Semua demi dia. It's okay. Aku nggak berhak untuk protes. Lagipula, aku yakin bisa cepat beradaptasi dengan lingkungan baru. Malahan membuatku lebih leluasa, karena di sini tidak ada yang mengenalku. Aku bisa menjadi diriku sendiri.
Setelah bertahun-tahun, saat yang kunantikan pun tiba. Saat di mana aku bisa mengatakan namaku 'Vanessa Putri'. Di mana orang-orang memanggilku Vanessa. Bukan lagi hanya 'Putri'.
Untungnya tempat kursus ini sangat fleksibel, syarat pendaftarannya tidak perlu memakai akte lahir atau ijazah terakhir. Cukup kutulis Vanessa Kumala Putri, dan tanda tangan Mami yang kupalsukan.
Aku sadar perbuatanku melanggar hukum positif, tapi aku kan nggak mau terus-terusan berada di belakang bayang-bayang Kumala. Aku ingin punya kehidupan sendiri, walau itu berarti kami harus saling berbagi tubuh dan waktu. Aku keluar di siang hari, dan Kumala malam hari–aku yang membaginya. Adil 'kan.
Semoga kita betah tinggal di sini.
Hanya itu harapanku. Aku dan dia bisa memulai hidup baru. Syukur-syukur kalau dia mulai menyadari diriku, sehingga kami bisa hidup bersama. Namun sejauh ini, belum ada tanda dia sadar. Biarlah, yang penting dia senang dan nyaman.

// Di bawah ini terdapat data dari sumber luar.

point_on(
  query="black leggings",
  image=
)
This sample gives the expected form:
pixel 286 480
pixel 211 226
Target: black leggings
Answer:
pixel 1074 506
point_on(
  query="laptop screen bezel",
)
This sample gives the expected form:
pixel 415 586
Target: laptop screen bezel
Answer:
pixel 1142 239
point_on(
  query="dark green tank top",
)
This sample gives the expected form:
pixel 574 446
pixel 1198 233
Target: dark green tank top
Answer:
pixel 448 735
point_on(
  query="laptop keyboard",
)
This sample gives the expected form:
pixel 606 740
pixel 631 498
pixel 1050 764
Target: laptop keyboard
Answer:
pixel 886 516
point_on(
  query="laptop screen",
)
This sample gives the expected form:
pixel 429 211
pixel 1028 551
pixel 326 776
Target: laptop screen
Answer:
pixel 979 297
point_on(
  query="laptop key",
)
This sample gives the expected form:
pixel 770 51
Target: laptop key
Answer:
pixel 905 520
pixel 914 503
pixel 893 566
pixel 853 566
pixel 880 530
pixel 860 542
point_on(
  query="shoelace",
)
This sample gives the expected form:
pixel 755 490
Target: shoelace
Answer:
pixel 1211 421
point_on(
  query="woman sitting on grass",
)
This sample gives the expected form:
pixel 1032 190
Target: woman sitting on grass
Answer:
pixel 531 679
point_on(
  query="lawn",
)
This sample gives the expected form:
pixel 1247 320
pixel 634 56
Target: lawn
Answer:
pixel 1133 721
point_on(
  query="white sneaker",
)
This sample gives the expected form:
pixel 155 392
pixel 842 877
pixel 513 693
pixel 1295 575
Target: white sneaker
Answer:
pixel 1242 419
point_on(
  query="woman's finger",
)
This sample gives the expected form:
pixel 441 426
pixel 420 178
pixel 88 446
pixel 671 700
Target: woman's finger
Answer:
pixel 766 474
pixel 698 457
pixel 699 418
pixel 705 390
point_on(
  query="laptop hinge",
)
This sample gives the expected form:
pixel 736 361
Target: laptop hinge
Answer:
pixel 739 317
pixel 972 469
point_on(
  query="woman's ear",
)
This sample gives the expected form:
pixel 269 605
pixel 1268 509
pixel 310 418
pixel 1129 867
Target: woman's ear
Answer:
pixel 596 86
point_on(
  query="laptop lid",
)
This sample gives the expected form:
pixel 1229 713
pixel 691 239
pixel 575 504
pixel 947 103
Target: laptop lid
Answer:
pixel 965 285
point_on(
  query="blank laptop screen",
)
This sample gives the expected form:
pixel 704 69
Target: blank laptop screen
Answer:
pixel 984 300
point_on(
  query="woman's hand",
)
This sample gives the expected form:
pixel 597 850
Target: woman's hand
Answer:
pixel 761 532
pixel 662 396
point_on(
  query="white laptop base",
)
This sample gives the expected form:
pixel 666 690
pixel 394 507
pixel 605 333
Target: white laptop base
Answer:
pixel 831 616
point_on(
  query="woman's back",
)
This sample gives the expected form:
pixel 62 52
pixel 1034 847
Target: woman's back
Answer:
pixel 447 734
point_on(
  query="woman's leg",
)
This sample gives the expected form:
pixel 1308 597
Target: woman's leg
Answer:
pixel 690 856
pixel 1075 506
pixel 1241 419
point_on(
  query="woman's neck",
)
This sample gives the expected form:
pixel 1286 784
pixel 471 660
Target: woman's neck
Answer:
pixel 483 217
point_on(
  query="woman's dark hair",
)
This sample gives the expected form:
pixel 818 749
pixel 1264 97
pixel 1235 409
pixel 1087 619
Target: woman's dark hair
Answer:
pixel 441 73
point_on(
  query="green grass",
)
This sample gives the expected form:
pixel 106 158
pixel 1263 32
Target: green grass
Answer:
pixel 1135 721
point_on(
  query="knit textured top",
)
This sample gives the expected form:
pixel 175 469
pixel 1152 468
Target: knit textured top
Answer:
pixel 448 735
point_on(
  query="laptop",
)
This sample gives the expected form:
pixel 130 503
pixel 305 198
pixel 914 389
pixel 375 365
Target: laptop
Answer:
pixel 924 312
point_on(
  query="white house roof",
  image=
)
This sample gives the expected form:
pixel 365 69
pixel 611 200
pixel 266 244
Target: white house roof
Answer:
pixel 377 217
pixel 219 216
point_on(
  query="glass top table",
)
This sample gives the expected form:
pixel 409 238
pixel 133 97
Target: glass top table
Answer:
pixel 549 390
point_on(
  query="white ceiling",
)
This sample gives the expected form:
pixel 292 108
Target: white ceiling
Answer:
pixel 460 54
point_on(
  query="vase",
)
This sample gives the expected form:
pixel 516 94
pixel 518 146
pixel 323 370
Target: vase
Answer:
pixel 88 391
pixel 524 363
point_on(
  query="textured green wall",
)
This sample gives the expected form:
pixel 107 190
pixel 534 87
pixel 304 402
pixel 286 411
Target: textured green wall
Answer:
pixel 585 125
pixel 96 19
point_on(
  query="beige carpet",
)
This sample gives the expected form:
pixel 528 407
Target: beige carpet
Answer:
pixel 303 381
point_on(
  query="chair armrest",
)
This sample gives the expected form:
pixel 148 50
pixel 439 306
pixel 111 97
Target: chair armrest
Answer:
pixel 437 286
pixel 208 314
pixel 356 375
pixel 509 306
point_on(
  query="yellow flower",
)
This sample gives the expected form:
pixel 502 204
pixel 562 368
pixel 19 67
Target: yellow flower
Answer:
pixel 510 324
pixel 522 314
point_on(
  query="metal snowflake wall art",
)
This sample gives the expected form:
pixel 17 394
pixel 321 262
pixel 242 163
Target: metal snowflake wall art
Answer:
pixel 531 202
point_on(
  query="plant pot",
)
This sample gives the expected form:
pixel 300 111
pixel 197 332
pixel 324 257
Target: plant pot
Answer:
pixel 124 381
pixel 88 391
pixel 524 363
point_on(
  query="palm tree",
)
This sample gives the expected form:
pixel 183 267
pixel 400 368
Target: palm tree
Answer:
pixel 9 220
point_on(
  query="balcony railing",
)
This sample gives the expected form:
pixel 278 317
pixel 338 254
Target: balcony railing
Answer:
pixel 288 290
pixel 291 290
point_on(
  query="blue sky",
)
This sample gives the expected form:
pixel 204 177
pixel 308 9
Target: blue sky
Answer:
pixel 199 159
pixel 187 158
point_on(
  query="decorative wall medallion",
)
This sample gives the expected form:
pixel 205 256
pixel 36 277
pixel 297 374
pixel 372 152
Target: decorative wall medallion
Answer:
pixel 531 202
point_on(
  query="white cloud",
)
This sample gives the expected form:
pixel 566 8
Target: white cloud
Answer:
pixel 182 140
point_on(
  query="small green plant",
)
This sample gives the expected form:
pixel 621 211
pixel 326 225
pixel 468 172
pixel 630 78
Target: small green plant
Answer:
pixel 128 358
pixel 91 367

Tentu saja dia harus gembira. Awas saja kalau masih menyia-nyiakan pengorbananku. Dia yang meminta kita untuk pindah. Aku ngerti sih, sangat sulit untuk terus bertahan di Solo. Dan di sinilah kami sekarang, membuka lembaran baru.
"Ayo, Kirana. Sebentar lagi sampai kelas, jangan malah jongkok di sana!" Aku membalikkan tubuh melihat Kirana megap-megap.
"Kamuh duhluhan ajah ... akuh nggah khuaaat."
Alamaaak, bakal kena hukum lagi dah. Aku memutar langkah menuju Kirana, ikut jongkok di sampingnya. "Nih, minum dulu."
"Kamu nggak masuk kelas, Nes?" tanyanya setelah menenggak air minum yang kuberi tadi.
"Dan ninggalin gajah duduk ini sendirian?"
"Iiih, Nessa. Aku jadi makin cinta deh," ucapnya sambil memelukku.
Heddeeeh, gimana aku bisa punya pacar kalau kelakuan Kirana macem ini, yang ada aku dikira lesbong.
"Woi, lepasin! Nggak usah pake peluk kali, Na." Aku melepaskan diri dari ke'lebay'an gadis ini. "Ayo ke kelas."
KAMU SEDANG MEMBACA
ALTER EGO (TAMAT)
General FictionTuhan sangat ndak adil. Aku sudah kehilangan segalanya. Kebahagiaan, hidup tenteram, mahkota yang paling berharga, bahtera rumah tangga bahkan buah hatiku tercinta. Aku benci hidup ini. Benar-benar benci. Aku berada dalam dasar terbawah dari rotasi...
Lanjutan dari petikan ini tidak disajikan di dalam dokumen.